Jessica O'ConnorGoogle searches for the UK’s new Data Use and Access Act (DUAA) surged in June, the month the legislation became law, according to compliance provider VinciWorks.
The spike reflects growing concern among employers about how the reforms will affect departments handling personal data across the workforce.
The DUAA, which came into force on 19th June 2025, revises existing GDPR and PECR rules by tightening requirements on data subject access requests (DSARs), introducing tougher penalties for marketing breaches, and setting updated safeguards for automated decision-making.
It also creates frameworks for digital identity and Smart Data schemes.
The next compliance milestone arrives on 20th August, when the Information Commissioner’s Office (ICO) will gain expanded investigative powers, including the ability to compel staff interviews and demand internal documentation.
Employers are being urged to update DSAR procedures in line with proportionality rules and the new ‘stop-the-clock’ mechanism, revise privacy policies and contracts to reflect lawful processing changes, and ensure record-keeping systems are ready for regulatory scrutiny.
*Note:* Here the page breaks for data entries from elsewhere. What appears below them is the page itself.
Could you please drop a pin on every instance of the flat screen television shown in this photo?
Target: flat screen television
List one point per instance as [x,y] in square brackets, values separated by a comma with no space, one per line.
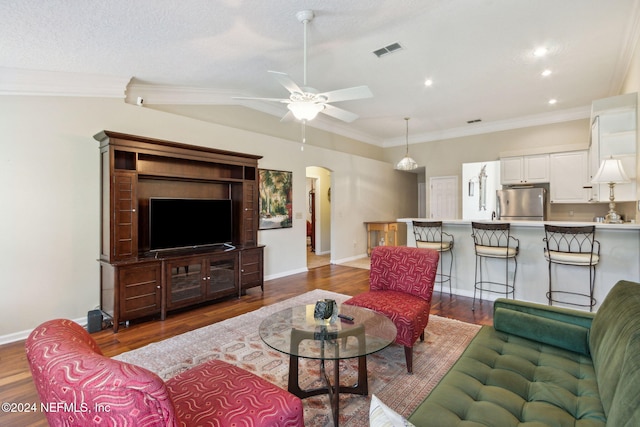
[188,223]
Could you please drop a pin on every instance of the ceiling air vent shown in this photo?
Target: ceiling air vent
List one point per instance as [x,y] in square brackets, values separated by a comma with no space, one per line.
[387,50]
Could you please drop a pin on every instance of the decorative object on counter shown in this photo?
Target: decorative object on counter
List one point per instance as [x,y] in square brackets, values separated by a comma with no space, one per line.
[611,172]
[407,163]
[325,309]
[492,240]
[381,233]
[572,246]
[429,235]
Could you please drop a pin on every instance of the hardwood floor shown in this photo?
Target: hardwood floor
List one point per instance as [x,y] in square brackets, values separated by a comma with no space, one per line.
[16,384]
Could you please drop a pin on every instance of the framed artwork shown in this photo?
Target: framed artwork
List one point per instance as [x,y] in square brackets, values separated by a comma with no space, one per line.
[275,199]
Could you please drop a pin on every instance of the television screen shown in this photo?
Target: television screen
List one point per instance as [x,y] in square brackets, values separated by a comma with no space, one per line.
[181,223]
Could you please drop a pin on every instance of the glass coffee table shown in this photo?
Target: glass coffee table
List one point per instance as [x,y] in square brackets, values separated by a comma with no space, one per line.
[295,332]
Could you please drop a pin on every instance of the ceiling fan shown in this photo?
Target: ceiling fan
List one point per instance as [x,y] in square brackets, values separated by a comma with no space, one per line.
[304,103]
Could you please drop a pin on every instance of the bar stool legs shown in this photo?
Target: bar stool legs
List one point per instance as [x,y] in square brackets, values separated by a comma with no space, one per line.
[429,234]
[493,240]
[572,246]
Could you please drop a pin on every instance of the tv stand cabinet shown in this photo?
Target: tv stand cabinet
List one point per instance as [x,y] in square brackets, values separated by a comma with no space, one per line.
[136,282]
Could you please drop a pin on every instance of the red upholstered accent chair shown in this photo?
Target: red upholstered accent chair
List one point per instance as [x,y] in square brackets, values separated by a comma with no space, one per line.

Training must extend across all departments that process personal data, from HR and finance to marketing, operations and frontline teams.
The law sets further deadlines in the months ahead, with Smart Data and digital identity frameworks expected to be operational from December 2025, and full compliance across all DUAA provisions required by June 2026.
With data protection obligations now touching every aspect of the workplace, the reforms represent a decisive moment for employers, placing responsibility on HR leaders to prepare their organisations and staff for enforcement.
Nick Henderson-Mayo, head of compliance at VinciWorks, said: “The DUAA changes are immediate and far-reaching.
“HR leaders cannot treat this as just an IT issue; it’s an all-staff responsibility. Organisations should be implementing DUAA-compliant processes and delivering staff training now to avoid early enforcement risk.”